British Athletics announced on Tuesday that rising sprint star Zharnel Hughes – labelled by some as the new Usain Bolt – was one of five athletes cleared to compete for Team GB.

Clearance was also granted to 100 metres hurdler Cindy Ofili, high jumper Victoria Dronsfield, 400 metre hurdler Shante Little and 400 metre runner Montene Speight, reigniting the controversy over “plastic Brits”.

Hughes, who is from the Caribbean island of Anguilla, is free to compete for GB as the overseas territory is not recognised by the International Olympic Committee, while Dronsfield and Ofili – the sister of Tiffany Porter, whose switch of allegiance previously caused controversy – have British parents.

That did not impress outspoken s printer Richard Kilty, who sarcastically tweeted: “Good for fans to see home grown talent representing GB… oh wait…”

But former Olympic relay gold medallist Campbell told BBC Radio 5 Live: “To announce five just before the trials for the World Championships is a bit of a shock b ut they’ve still got to come and perform at our trials.

“It does mean the current British athletes have got to be ready to go. Competition is healthy.

“I can see it from the current athletes’ point of view but your mindset should be that you’ve got to beat everybody in the world.
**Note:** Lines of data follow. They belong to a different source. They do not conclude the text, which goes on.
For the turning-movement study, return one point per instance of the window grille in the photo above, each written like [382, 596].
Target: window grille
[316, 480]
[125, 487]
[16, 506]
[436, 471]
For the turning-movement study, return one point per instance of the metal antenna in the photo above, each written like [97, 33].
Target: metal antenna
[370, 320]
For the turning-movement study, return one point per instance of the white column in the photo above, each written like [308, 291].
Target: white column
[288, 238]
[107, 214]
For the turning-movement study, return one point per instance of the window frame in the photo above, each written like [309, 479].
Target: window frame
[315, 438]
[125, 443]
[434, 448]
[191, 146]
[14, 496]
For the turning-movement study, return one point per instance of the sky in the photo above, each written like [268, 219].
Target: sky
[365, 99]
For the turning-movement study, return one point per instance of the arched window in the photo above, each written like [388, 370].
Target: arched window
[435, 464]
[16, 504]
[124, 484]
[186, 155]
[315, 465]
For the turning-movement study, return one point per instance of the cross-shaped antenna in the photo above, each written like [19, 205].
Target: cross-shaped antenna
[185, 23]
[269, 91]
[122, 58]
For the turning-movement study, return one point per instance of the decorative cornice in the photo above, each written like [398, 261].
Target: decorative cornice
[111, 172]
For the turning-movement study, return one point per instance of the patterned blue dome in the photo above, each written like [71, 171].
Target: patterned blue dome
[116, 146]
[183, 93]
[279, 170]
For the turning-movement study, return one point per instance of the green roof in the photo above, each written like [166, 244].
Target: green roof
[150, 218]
“Sometimes the focus is so much on being the best in Britain that you lose sight of the real target – the real target’s trying to be the best in the world.”

Kilty also claimed “all sprinters I’ve spoken to in the team feel exactly the same”, before deleting both his tweets.

Campbell admitted Kilty’s view “probably is” representative of that of his team-mates, adding: “When you hear of a young sprinter, 19, who’s run a time of 20.15 (seconds for the 200 metres) and been labelled the next Usain Bolt, that is going to spread fear among the sprinters.

“If his potential is realised, he’s going to run crazy times like 19.6, 19.7. Straight away that is going to block paths for the other sprinters and their chances of representing Great Britain.

“But your mindset has to change. It’s too easy to use that as an excuse.”

Mark England, Team GB’s chef de mission for the current European Games in Azerbaijan, defended the selection criteria.

“We’ve got a very, very clear selection policy in the UK, it’s aligned to the International Olympic Committee,” he told 5 Live.

“If those athletes are eligible to compete for Great Britain – and there are some clear guidelines and stipulations around that – then we’ll be sitting down and looking to select those who have been nominated to us by the governing bodies.”

England also addressed the situation surrounding double Olympic champion Mo Farah, whose coach Alberto Salazar is at the centre of doping allegations which he has denied.

Farah has not been accused of any wrongdoing, and England said: “I think Mo’s handled himself exceptionally well and is going through the right process to get some clarification on what’s been happening back at his camp.

“We’re very confident that the right procedure’s being followed there.”